Animatics, Quicksilver settle patent lawsuit without damages trial
Santa Clara CA; San Dimas, CA—Following more than five years of court battles, Animatics Corp. reports that its hotly contested lawsuit against QuickSilver Controls Inc. for infringing its patent covering integrated servos has been completely settled.
This latest settlement arose shortly after Animatics received a favorable decision in its patent infringement case before the U.S. Court of Appeals for the Federal Circuit. Animatics initially sued QuickSilver for infringing its patent for combining a servomotor with an integrated microprocessor controller. After a three-week trial in November 2002, and a deadlocked jury, the U.S. District Court for the Northern District of California found as a matter of law that the ac-cused QuickSilver products infringed Claims 32 and 35 of Animatics’ patent, but did not infringe Claims 26, 28 and 31.

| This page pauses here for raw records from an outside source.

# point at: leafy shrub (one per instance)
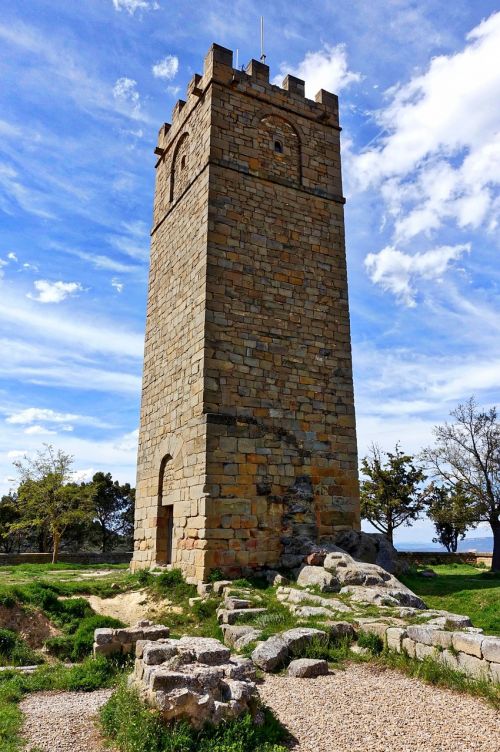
(371, 642)
(215, 575)
(134, 728)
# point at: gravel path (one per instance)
(365, 708)
(63, 721)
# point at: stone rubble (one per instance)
(195, 679)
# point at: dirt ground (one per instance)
(129, 607)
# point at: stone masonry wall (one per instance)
(247, 380)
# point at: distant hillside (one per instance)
(482, 545)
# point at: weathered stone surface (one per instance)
(204, 650)
(209, 689)
(338, 629)
(124, 640)
(231, 617)
(448, 659)
(491, 649)
(424, 651)
(318, 577)
(248, 380)
(237, 636)
(408, 646)
(306, 668)
(423, 633)
(473, 666)
(277, 650)
(384, 596)
(377, 628)
(495, 672)
(468, 643)
(372, 548)
(271, 654)
(103, 636)
(394, 637)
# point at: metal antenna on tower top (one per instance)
(262, 53)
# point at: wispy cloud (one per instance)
(54, 292)
(326, 68)
(397, 271)
(132, 6)
(166, 68)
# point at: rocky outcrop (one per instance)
(307, 668)
(195, 679)
(276, 651)
(113, 641)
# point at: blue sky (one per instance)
(85, 87)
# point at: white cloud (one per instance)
(131, 6)
(396, 271)
(38, 431)
(125, 90)
(326, 68)
(166, 68)
(438, 158)
(36, 414)
(54, 292)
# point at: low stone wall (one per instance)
(114, 557)
(112, 641)
(470, 652)
(443, 557)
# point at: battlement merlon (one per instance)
(218, 66)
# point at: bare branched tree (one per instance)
(467, 454)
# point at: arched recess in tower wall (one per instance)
(279, 145)
(165, 512)
(181, 167)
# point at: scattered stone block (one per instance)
(394, 637)
(475, 667)
(468, 643)
(320, 578)
(491, 649)
(306, 668)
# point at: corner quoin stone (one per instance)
(247, 441)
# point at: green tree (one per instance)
(9, 515)
(113, 508)
(467, 452)
(391, 493)
(452, 512)
(48, 499)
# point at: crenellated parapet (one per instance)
(253, 81)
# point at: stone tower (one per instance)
(247, 445)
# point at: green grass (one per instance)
(432, 672)
(14, 651)
(93, 673)
(462, 589)
(132, 727)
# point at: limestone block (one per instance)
(306, 668)
(394, 637)
(495, 672)
(319, 577)
(424, 651)
(468, 643)
(491, 649)
(473, 666)
(424, 634)
(408, 646)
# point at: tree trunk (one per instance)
(55, 549)
(495, 562)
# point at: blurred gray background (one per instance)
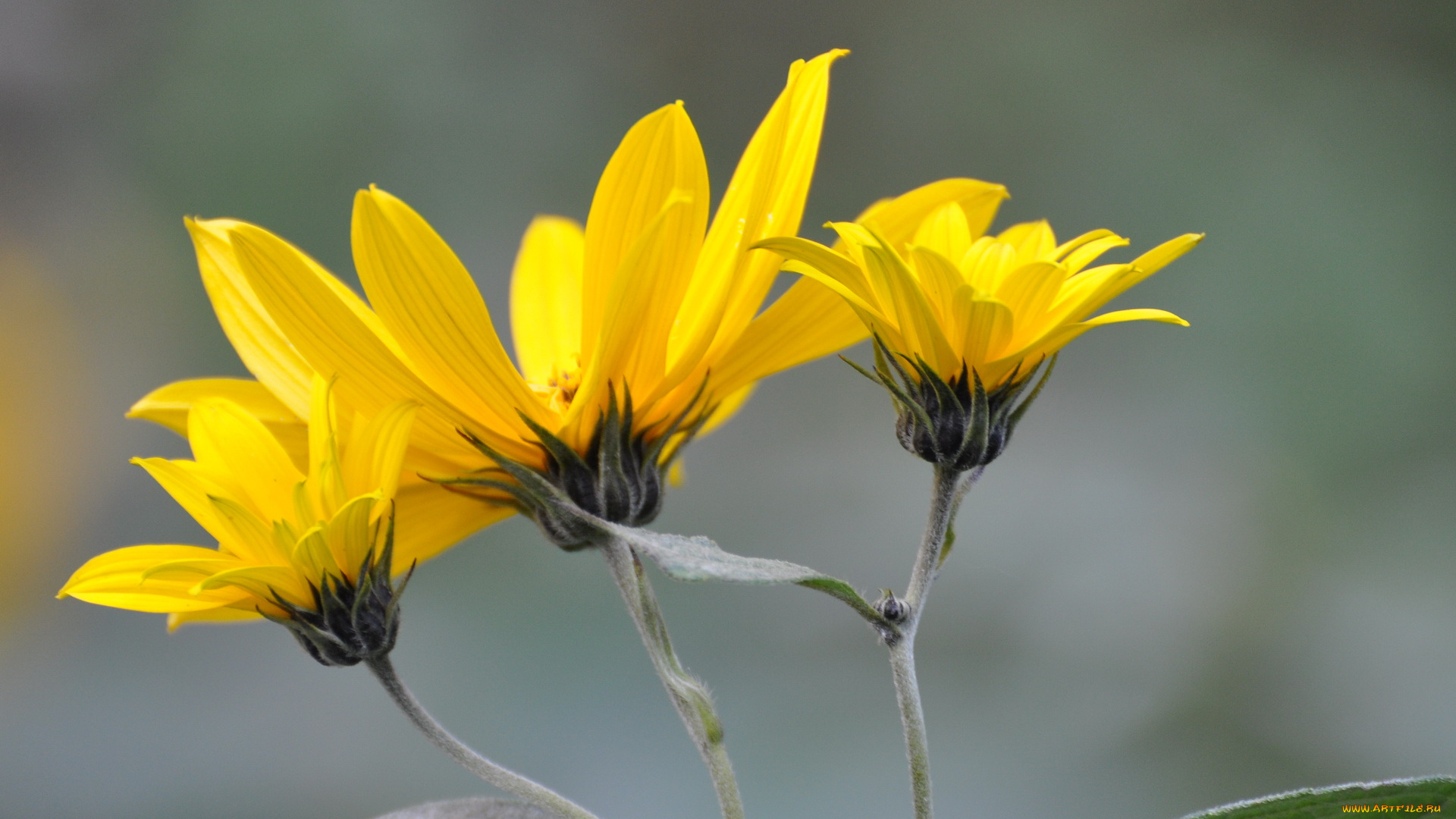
(1216, 561)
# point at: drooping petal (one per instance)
(807, 322)
(226, 439)
(639, 311)
(114, 579)
(376, 452)
(168, 406)
(946, 232)
(897, 219)
(764, 199)
(430, 518)
(261, 582)
(546, 299)
(660, 161)
(221, 614)
(259, 343)
(431, 305)
(338, 343)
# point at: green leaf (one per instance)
(472, 808)
(698, 558)
(1433, 795)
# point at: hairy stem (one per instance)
(500, 777)
(689, 695)
(946, 497)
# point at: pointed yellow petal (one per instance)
(115, 579)
(226, 439)
(1034, 241)
(191, 488)
(221, 614)
(1087, 253)
(830, 268)
(337, 341)
(982, 327)
(940, 279)
(261, 582)
(804, 324)
(168, 406)
(632, 353)
(428, 519)
(375, 458)
(660, 159)
(258, 340)
(1030, 290)
(1060, 337)
(546, 299)
(764, 199)
(726, 410)
(946, 232)
(351, 532)
(248, 537)
(897, 219)
(431, 305)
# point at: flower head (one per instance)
(313, 550)
(650, 314)
(963, 319)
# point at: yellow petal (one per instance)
(804, 324)
(378, 450)
(897, 219)
(1060, 337)
(982, 327)
(428, 519)
(1034, 241)
(946, 232)
(226, 439)
(261, 582)
(337, 341)
(660, 161)
(248, 537)
(351, 532)
(938, 276)
(168, 406)
(764, 199)
(632, 352)
(221, 614)
(1030, 290)
(259, 343)
(191, 488)
(115, 579)
(830, 268)
(1090, 251)
(546, 299)
(726, 410)
(431, 305)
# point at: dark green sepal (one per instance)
(350, 621)
(618, 480)
(954, 423)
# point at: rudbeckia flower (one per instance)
(963, 319)
(289, 544)
(650, 314)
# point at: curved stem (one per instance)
(946, 497)
(500, 777)
(689, 695)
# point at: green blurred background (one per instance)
(1216, 563)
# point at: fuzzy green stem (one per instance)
(500, 777)
(689, 695)
(944, 500)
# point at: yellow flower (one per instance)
(283, 538)
(963, 318)
(650, 311)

The appeals court reversed the district court’s finding of no infringement of claims 26, 28 and 31 and directed the district court to enter a judgment of infringement on those claims as well. Animatics explains that the federal circuit’s opinion is a major victory because claims 26, 28 and 31 are broader than the claims previously found to have been infringed. If Animatics originally had won on these claims at the district level, the resulting ‘S-Series’ workaround would not have been viable.
With only a damages trial left to follow the appeals court’s ruling, both parties were motivated to settle the case. Animatics viewed the damages trial as yet another unnecessary expense, and saw a more predictable and positive solution in working with QuickSilver, now that the issues of infringement and patent validity were resolved. Both parties wished to spare their distributors and customers any harm wherever possible.
Consequently, the two firms reached a settlement that releases all parties, including the distributors. QuickSilver will pay Animatics its reasonable royalty for all of the integrated servos made in the past, along with an additional measure of attorney’s fees. Animatics agreed to forsake all other damages in exchange for QuickSilver’s cooperation in paying at least some of the overall losses related to the infringement and litigation.
Since their agreement doesn’t require QuickSilver to compensate Animatics for all of its legal expenses, Animatics has not given QuickSilver a license to sell integrated servos in the future. Robert Bigler, Animatics’ CEO, says that, ‘It would not be fair to our existing alliance partners, when they came to us without any litigation right from the get-go, to give a license to a party that chose the path of most resistance.’
Quicksilver adds that the most important thing was to protect its distributors. Don Labriola, Quicksilver’s president, adds that, ‘We chose settlement as the most reliable way to protect both users and distributors from legal issues, and to end the drain of litigation, so QuickSilver can continue to provide new and exciting products to our customers.’
The second most important thing for QuickSilver was to be able to continue to offer its technology to the market, at least in its non-integrated form. ‘QuickSilver has already introduced several non-integrated products, showcasing our unique motion control capabilities and user-friendly interfaces, and, under this agreement, we will again be able to offer complete motion solutions including motors and encoders to help speed our customer’s products to market,” says Labriola. “We look forward to supplying a growing range and depth of products to our customers.’